U.S. Army Maj. Frank Miles of Des Moines served during World War II as a war correspondent.

 

May/June 2025 (Volume 17, Issue 3)

 

 

By Michael Swanger

 

This year marks the 80th anniversary of the end of World War II and stories of Americans’ service, sacrifice and valor abound. Though many are about the Greatest Generation knee-deep in blood and guts fighting the foot soldiers of Hirohito and Hitler, others are equally poignant reminders of the sense of duty that Americans embodied during the war.

 

One such story is that of U.S. Army Maj. Frank Miles of Des Moines who served during World War II as a war correspondent for the National American Legion publication, Iowa Daily Press Association and WHO Radio from 1944 to 1945. His daily reports from the European, African and Pacific theaters about Iowans serving in the military during World War II were published or broadcast across Iowa and made him an Iowa “institution.”

 

A Fort Madison native who was born on April 2, 1890, Miles was a Drake University Law School graduate who was admitted to the Iowa bar in 1916 before joining the U.S. Navy to serve during World War I. After World War I, he worked as a reporter for Des Moines newspapers, served for two years as Des Moines city treasurer, became a founder and longtime editor of the Iowa Legionnaire, and held public relations jobs.

 

At age 54, Miles left his post as public relations director of state selective headquarters and editor of the Iowa Legionnaire to become a war correspondent.
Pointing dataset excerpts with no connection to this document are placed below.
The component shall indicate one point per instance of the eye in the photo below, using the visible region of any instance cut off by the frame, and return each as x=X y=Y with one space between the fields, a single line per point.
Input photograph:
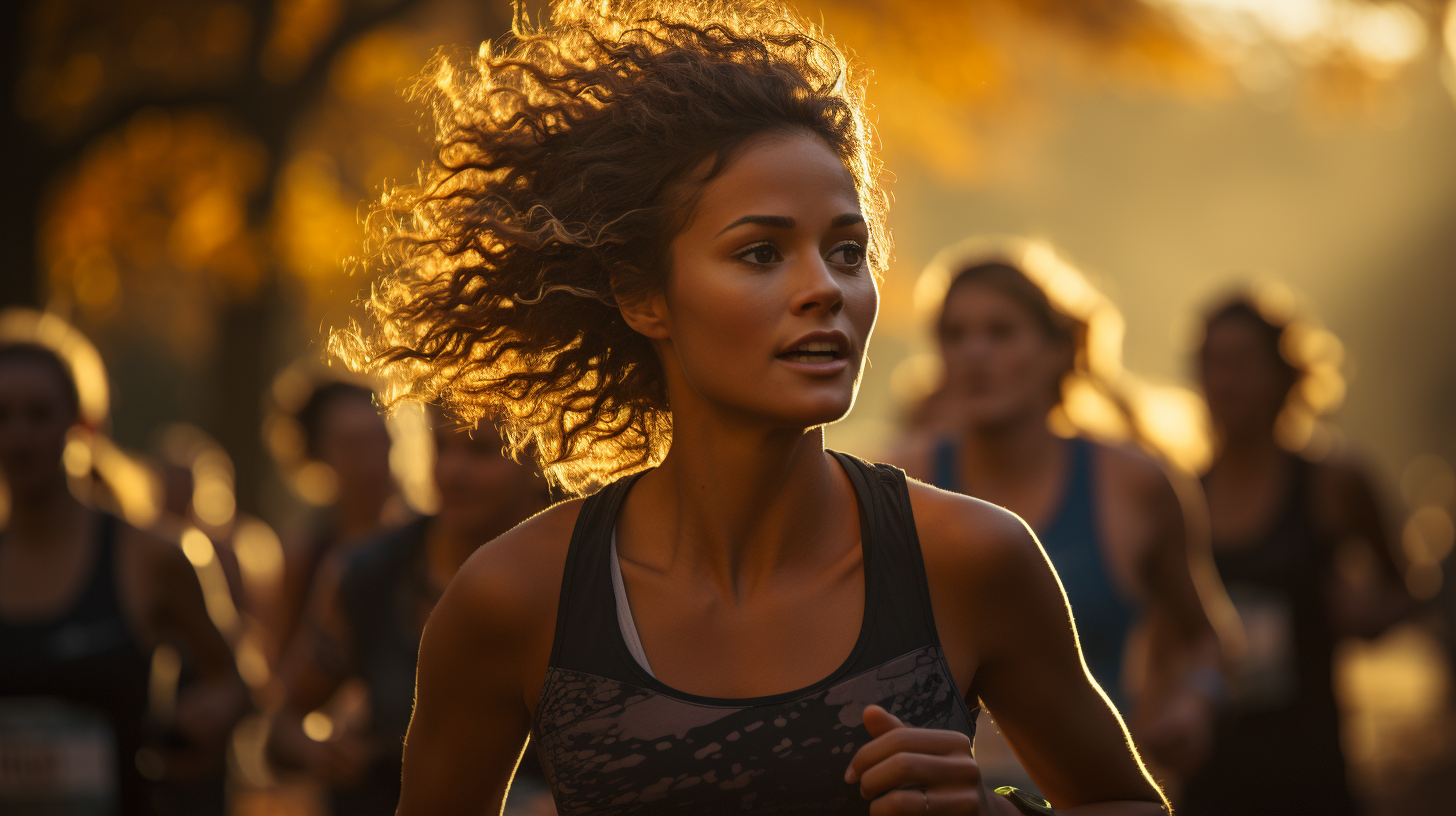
x=760 y=254
x=846 y=254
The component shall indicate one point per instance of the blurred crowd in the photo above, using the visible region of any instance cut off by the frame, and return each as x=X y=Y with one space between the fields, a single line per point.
x=165 y=652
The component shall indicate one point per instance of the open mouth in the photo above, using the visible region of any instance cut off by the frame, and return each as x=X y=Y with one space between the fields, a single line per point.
x=816 y=351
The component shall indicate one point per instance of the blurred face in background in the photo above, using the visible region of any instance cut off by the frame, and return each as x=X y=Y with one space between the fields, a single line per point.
x=354 y=440
x=1001 y=365
x=1244 y=379
x=482 y=490
x=35 y=414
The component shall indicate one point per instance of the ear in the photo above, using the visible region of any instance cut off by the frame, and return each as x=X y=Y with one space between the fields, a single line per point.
x=647 y=315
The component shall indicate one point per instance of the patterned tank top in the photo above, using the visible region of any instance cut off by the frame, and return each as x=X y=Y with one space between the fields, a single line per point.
x=615 y=740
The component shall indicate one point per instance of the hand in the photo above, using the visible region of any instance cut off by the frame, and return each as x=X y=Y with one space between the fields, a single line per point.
x=916 y=771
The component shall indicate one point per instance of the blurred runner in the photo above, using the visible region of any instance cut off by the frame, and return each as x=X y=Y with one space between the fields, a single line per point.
x=1305 y=554
x=369 y=609
x=1108 y=518
x=342 y=430
x=85 y=599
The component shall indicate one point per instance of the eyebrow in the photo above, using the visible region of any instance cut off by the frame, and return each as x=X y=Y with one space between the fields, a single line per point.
x=784 y=222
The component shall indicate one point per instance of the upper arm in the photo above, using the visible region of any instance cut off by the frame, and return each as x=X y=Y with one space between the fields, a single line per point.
x=321 y=653
x=1348 y=501
x=176 y=605
x=484 y=650
x=912 y=455
x=1175 y=536
x=990 y=573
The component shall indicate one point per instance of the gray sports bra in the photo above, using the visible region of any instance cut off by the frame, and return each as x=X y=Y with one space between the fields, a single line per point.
x=616 y=740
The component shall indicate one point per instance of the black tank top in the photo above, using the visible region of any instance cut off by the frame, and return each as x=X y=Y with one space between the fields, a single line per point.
x=1277 y=743
x=615 y=740
x=88 y=659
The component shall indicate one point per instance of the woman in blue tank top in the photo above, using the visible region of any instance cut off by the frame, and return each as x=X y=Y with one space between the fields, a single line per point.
x=650 y=254
x=1108 y=518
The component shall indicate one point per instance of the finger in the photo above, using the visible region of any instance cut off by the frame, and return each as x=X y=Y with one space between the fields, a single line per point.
x=913 y=802
x=880 y=722
x=925 y=770
x=906 y=740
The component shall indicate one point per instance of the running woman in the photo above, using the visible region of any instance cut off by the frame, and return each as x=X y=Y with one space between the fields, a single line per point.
x=650 y=252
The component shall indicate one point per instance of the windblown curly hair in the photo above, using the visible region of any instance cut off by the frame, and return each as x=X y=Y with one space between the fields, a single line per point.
x=562 y=174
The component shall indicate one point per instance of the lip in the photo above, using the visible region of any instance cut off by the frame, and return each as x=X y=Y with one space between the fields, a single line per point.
x=820 y=369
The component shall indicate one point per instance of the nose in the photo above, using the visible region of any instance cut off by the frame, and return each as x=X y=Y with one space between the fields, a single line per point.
x=817 y=287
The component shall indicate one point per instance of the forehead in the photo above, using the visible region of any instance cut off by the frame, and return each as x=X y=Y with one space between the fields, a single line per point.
x=779 y=174
x=29 y=376
x=983 y=299
x=1235 y=334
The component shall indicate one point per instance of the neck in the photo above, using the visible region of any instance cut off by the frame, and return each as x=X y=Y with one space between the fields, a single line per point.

According to one newspaper report, his sense of duty to participate in a second world war and the allure of reporting from battlefields was too tempting for Miles to resist. 

 

“A man of quick step and animated speech, Miles bore a happy, newspaperman’s smile before leaving Des Moines as he contemplated the prospect of a writing assignment of almost ‘dream’ proportions and of seeing of the war at first hand,” reported the Muscatine Journal and News-Tribune on Aug. 8, 1944. 

 

While overseas, Miles churned out daily stories about Iowans serving during World War II. They included everything from one-sentence mentions of Iowans—including their hometown and location—to human interest stories, to graphic reports of the carnage of war … “as only an Iowan can write.”

 

 

 

No other story, perhaps, might have been as challenging for Miles to report as the one about the death of his youngest son, William Miles, an American bomber pilot killed by anti-aircraft fire over Italy on May 17, 1944. 

 

William Miles was an 18-year-old Drake University freshman when he enlisted in the U.S. Army Air Corps in January 1942. His older brother, Frank Miles Jr., 20, had become an army aviation cadet the day war was declared. In a story published by the Mason City Globe Gazette on Aug. 29, 1944, the family’s patriarch wrote about the family’s loss.

 

“About the middle of May, when I learned I was coming across as a war correspondent for American Legion publications, I wrote him [William] I might see him shortly and jokingly added he might bring me home as a passenger. He never read the letter. It was returned June 10, marked ‘deceased,’” Miles reported. “On June 1 came a message that he had been killed in action May 17 … and that my son had been given a Christian, military burial in a U.S. Cemetery in Italy the following day.”

 

In August 1944, Miles visited his son’s grave.

 

“About sunset that evening I walked bareheaded and alone in among the rows of graves and found one I had come to visit. I knelt down and talked through the Lord to him and his comrades sleeping there and elsewhere, then I arose and saluted him and all of them and departed with pride and contentment in my broken heart.”

 

 

 

As the war raged on, Miles carried out his reporting duties. He witnessed its worst sights, including German concentration camps. He also reported that Berchtesgaden, the setting of Hitler’s mountain chalet, was “the most beautiful spot he ever visited.”

 

When World War II ended, Miles was in Arkansas meeting his infant grandson, William Baker Miles, Jr.

 

“I didn’t feel like celebrating,” Miles wrote. “I thanked God the war was over and that the killing and maiming of our boys had ended. I prayed that out of this would come a lasting peace.”

 

Miles also credited Iowans for their valiant service. 

 

“I don’t see how the United States could have won the war without them,” he said. “It was amazing from the Azores to Casablanca, clear back to Honolulu—everywhere I met seven or eight soldiers, there always was one from Iowa.”